Non è stato possibile stabilire l’entità di diossina rilasciata nell’aria. Le conseguenze portarono ad un processo, e l’episodio ha avuto una forte eco mediatica, anche al livello internazionale. Il sito statunitense della CBS lo ha inserito al 12esimo posto tra le catastrofi umane ambientali di sempre. I cittadini delle aree circostanti ed i media vennero informati dell’incidente solo otto giorni dopo.

La ricostruzione dei fatti

La multinazionale La Roche, di proprietà svizzera, aveva realizzato un’industria chimica a Meda, comune al Confine con Seveso. In questa fabbrica venivano trattate sostanze tossiche per la produzione di diserbanti, funghicidi, e battericidi. Il ciclo produttivo settimanale era dal lunedì al venerdì. In quegli anni la produzione era stata incrementata per soddisfare le richieste del mercato.

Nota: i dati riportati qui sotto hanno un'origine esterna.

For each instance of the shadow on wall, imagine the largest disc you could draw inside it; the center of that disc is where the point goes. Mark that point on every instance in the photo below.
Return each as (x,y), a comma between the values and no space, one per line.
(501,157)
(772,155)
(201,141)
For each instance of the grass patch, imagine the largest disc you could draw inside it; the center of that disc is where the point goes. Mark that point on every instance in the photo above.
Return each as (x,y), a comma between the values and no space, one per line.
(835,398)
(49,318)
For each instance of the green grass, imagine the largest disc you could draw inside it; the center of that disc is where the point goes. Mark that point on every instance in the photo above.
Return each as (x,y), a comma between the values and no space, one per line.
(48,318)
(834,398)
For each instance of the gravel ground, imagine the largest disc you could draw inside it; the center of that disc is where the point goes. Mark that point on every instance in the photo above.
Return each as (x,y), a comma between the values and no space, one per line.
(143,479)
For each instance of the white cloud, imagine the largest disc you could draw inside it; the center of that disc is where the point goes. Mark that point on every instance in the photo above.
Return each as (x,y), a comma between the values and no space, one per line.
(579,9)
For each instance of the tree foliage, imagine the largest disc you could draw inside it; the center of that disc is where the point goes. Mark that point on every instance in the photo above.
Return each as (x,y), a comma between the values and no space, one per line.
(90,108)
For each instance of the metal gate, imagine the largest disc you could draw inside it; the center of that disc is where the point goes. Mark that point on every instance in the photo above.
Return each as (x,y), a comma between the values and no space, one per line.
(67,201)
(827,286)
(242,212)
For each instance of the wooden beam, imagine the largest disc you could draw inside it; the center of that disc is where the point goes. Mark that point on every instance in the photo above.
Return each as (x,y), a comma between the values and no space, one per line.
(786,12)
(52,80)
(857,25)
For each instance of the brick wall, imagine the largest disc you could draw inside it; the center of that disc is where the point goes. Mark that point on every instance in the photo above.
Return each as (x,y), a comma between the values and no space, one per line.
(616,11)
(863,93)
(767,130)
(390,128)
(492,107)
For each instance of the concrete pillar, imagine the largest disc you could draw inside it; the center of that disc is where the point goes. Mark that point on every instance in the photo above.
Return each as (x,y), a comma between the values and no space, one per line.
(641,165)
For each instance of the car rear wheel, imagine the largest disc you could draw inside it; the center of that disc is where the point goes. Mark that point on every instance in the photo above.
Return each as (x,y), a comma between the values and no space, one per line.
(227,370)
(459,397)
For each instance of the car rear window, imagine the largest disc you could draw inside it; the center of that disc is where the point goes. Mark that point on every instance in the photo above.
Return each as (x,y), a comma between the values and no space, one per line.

Uno dei reattori chimici destinati alla composizione del triclofenolo, sostanza chimica per la produzione dei diserbanti, alle 12:28 del 10 luglio 1976 andò in avaria. Fortunatamente ad accorgersene fu un operaio scrupoloso, che sentendo un sibilo anomalo, informò immediatamente il capo reparto, e attivò manualmente il sistema di raffreddamento del reattore, per evitare ulteriori esplosioni. Ma purtroppo anche la prima è stata sufficiente a diffondere nell’atmosfera la diossina.

Le cause sono state di varia natura. L’avaria del reattore chimico fece salire la pressione oltre i limiti. Inoltre il procedimento utilizzato all’epoca per le sostanze chimiche, prevedeva l’acidificazione solo dopo la distillazione, e non prima. Questo ha reso ancora più instabili gli elementi. La causa primaria del disastro fu con tutta probabilità l’arresto volontario delle funzionalità del reattore, senza che venisse prima attivato il sistema di raffreddamento, causando l’alta pressione e l’esplosione con fuoriuscita di diossina.

Quattro giorni dopo furono condotte delle analisi delle sostanze presenti nell’aria da un laboratorio svizzero dell’azienda. Gli esami confermarono la presenza di diossina, ma le autorità italiane non furono informate per i quattro giorni successivi. Il ritardo nella diffusione della notizia, non ha reso possibile le operazioni tempestive di prevenzione nella contaminazione chimica della popolazione.

Numerosi animali iniziarono a morire. I cittadini in seguito furono sfollati. Non ci fu alcun decesso direttamente conseguente all’esplosione, ma i danni sulla salute sono ancora oggetto di studio. Sono state confermate correlazioni con alcune malattie epidermiche e con l’innalzamento dei tumori al seno negli anni a seguire.

In seguito al processo avviato dalla procura di Monza nei confronti dell’azienda, sono stati versati 7 miliardi e mezzo allo Stato italiano come risarcimento, cifra che andò a finire in un fondo per la ricostituzione dei paesi interessati, compreso Seveso. 47 miliardi sono stati destinati alla bonifica e 23 miliardi alla sperimentazione.

Seveso e la legge sull’aborto

Nel 1976 in Italia non era ancora stato legalizzato l’aborto, con alcune eccezioni. Data la forte probabilità di feti deformati in seguito alla contaminazione da diossina, nel comune di Seveso sono state autorizzate le pratiche di aborto terapeutico per le donne che ne fecero richiesta. questo ha scatenato numerose polemiche, terminate nel 1981 con il referendum sull’aborto, che legalizzò definitivamente l’interruzione volontaria di gravidanza.